What are Altmetrics (sometimes called Altimetrics)? "Altmetrics, or alternative metrics, are new measures that take into account online reader behavior, network interactions with content, and social media. Altmetrics are meant to complement, not completely replace, traditional impact measures and are measures of online attention and engagement" (Measuring Research Impact: Altmetrics, Berkeley Library, University of California). See also Altmetrics, Duke University Medical Center Library.
Most altmetrics aggregators have so far targeted the sciences.
- Altmetric is perhaps the most popular aggregator of the social web. Its "doughnut" tracks blog posts, invited lectures, and other contributions not traditionally measured (e.g., Mendeley saves, tweets, and "likes"). Altmetric serves as a B-to-B solution for the publishing industry, but see these free tools available to scholars including Altmetric Bookmarklet.
- Dimensions.ai includes citation counts and provides another way to to gain access to Altmetric's doughtnut. Click here to search.
- HuMetricsHSS or Humane Metrics Initiative is the only project geared toward the arts, humanities, and social sciences. It offers a "values-based framework" through such indicators as collegiality, quality, equity, openness, and community. As of this writing, HuMetricsHSS is in the "initial, exploratory phase of the project."
- ImpactStory is a "freemium" service for individual scholars that doubles as a site for researcher profiles. Altmetric has more measures.
- Microsoft Academic indexes "scholarly publications discovered and indexed by Bing." It includes citation counts and journal rankings.
- Open Syllabus Project tracks impact in ways that have more in common with traditional citation counts. The "Teaching Score" (TS) is "a numerical indicator of the frequency with which a particular work [e.g., your book] is taught. Overall Teaching Score is based on the rank of the text among citations in the total collection" of syllabi. Use Open Syllabus Explorer to get the TS for your or another scholar's work.
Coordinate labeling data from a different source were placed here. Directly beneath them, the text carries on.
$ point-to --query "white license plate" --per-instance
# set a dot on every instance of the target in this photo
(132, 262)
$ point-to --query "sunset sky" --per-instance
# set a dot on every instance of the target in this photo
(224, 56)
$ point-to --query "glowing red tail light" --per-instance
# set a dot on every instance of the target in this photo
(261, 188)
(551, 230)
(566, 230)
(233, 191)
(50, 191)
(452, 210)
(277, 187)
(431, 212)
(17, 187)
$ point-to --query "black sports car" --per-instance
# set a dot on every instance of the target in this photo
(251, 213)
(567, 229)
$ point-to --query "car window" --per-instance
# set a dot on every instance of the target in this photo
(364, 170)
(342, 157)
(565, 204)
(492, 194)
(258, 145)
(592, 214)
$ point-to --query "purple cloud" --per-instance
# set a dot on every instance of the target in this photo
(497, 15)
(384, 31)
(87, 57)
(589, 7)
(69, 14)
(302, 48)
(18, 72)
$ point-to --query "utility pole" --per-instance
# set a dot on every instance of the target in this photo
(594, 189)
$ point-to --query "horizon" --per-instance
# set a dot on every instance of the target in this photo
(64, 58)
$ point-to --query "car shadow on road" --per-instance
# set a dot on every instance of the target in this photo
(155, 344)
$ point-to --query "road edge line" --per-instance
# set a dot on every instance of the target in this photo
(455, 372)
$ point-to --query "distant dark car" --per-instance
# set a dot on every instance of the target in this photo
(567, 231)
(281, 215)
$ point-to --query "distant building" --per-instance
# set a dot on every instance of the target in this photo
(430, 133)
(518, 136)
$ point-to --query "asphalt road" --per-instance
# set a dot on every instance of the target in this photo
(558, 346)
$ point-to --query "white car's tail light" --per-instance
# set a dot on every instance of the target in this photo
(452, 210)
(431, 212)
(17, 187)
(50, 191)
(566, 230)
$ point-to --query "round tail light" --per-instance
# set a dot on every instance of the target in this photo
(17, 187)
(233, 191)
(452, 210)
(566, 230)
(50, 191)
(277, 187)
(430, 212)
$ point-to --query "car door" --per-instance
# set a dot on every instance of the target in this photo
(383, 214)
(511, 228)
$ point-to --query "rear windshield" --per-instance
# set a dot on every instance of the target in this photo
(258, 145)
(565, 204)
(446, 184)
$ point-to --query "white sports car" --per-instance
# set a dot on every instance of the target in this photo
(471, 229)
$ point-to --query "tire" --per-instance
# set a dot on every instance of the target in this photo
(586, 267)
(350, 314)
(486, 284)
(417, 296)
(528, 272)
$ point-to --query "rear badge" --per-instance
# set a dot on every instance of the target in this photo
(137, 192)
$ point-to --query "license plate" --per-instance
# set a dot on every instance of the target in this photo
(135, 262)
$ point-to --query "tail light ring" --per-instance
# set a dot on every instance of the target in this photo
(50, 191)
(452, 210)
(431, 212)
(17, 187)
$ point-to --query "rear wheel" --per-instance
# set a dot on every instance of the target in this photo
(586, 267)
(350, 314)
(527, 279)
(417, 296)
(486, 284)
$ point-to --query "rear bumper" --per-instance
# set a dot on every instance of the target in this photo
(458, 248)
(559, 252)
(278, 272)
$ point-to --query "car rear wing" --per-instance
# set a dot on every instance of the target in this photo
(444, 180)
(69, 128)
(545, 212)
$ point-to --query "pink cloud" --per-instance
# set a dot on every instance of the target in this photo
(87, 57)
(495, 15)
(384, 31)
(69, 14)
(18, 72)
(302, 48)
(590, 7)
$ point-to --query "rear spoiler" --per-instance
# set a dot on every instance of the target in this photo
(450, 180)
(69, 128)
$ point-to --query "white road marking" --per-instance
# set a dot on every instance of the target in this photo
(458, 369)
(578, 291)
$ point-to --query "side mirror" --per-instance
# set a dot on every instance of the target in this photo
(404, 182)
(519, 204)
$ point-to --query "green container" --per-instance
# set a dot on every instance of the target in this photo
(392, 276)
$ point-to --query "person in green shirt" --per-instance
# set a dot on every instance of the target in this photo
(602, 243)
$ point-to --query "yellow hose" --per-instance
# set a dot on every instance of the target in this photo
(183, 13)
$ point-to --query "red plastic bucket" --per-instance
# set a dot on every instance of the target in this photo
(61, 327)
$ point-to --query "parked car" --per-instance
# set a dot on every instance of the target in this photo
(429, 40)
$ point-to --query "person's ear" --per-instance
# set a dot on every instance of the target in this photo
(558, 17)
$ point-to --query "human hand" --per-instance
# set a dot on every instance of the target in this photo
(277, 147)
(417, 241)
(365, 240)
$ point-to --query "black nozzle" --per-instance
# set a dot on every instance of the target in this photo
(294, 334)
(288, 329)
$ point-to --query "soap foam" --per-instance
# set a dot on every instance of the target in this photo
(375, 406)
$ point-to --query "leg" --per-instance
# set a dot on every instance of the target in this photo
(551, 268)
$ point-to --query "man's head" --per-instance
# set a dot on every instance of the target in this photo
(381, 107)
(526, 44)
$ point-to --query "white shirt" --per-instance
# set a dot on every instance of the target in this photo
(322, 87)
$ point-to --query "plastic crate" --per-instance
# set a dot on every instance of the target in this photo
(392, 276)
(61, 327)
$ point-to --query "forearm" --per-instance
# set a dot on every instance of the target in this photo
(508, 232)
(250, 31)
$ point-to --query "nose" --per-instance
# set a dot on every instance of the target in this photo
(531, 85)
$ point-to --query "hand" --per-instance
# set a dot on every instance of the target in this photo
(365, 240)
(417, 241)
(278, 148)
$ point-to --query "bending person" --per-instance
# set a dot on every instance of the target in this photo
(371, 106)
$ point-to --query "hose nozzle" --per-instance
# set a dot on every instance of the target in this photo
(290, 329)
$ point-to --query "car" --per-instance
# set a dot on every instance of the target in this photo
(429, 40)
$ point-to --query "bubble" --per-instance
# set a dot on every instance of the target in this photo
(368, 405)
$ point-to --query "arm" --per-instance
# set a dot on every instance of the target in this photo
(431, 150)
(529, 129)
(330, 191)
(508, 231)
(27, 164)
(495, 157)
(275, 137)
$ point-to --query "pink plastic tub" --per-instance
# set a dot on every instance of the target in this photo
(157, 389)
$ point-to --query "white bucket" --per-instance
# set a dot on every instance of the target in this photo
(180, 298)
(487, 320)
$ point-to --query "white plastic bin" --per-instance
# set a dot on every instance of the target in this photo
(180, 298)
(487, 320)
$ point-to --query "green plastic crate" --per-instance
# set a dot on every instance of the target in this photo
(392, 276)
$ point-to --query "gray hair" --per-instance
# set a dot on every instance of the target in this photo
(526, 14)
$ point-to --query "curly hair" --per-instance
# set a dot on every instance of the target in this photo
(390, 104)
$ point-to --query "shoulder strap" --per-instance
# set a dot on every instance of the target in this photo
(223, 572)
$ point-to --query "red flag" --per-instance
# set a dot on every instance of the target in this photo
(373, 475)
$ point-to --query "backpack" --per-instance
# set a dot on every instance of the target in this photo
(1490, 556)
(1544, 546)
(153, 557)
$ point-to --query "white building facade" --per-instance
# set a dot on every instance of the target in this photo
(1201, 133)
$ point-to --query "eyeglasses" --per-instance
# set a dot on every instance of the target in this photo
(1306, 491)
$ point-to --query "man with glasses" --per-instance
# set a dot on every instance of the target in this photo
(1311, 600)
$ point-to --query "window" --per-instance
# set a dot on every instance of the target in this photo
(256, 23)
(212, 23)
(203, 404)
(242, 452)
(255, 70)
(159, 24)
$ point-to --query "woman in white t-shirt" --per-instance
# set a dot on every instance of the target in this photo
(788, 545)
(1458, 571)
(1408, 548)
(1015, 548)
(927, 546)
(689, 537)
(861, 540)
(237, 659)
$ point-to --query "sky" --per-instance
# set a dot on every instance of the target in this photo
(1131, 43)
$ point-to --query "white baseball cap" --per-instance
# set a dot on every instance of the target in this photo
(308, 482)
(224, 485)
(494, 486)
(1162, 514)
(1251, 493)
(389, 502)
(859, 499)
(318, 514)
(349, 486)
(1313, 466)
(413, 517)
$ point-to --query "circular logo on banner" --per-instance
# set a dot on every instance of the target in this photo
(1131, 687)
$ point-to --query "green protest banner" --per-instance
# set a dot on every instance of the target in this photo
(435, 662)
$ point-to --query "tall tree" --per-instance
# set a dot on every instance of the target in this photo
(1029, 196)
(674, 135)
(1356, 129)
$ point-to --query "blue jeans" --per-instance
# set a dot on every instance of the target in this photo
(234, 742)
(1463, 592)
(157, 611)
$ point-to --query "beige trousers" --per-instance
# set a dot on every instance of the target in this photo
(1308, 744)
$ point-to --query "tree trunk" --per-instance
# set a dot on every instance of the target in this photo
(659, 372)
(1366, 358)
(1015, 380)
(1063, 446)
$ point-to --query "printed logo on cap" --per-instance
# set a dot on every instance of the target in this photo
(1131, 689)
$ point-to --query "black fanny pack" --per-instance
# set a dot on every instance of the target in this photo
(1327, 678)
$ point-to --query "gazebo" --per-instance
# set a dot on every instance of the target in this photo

- PlumX Metrics measures five categories — citations, usage, captures, mentions, and social media — to obtain a "plumb print".
Why incorporate alternative metrics into traditional citation analyses? "Citations to published works take several years to appear, measure influence only on a select group of researchers, and are skewed toward the STEM (science, technology, engineering and medicine) fields. In addition, inconsistencies in author and institutional naming systems can lead to incorrect attribution of scholarly works" (Galloway 2013). In short, altmetrics can help to alleviate the shortcomings of traditional citation analysis tools by providing a more nuanced view of a scholar's impact.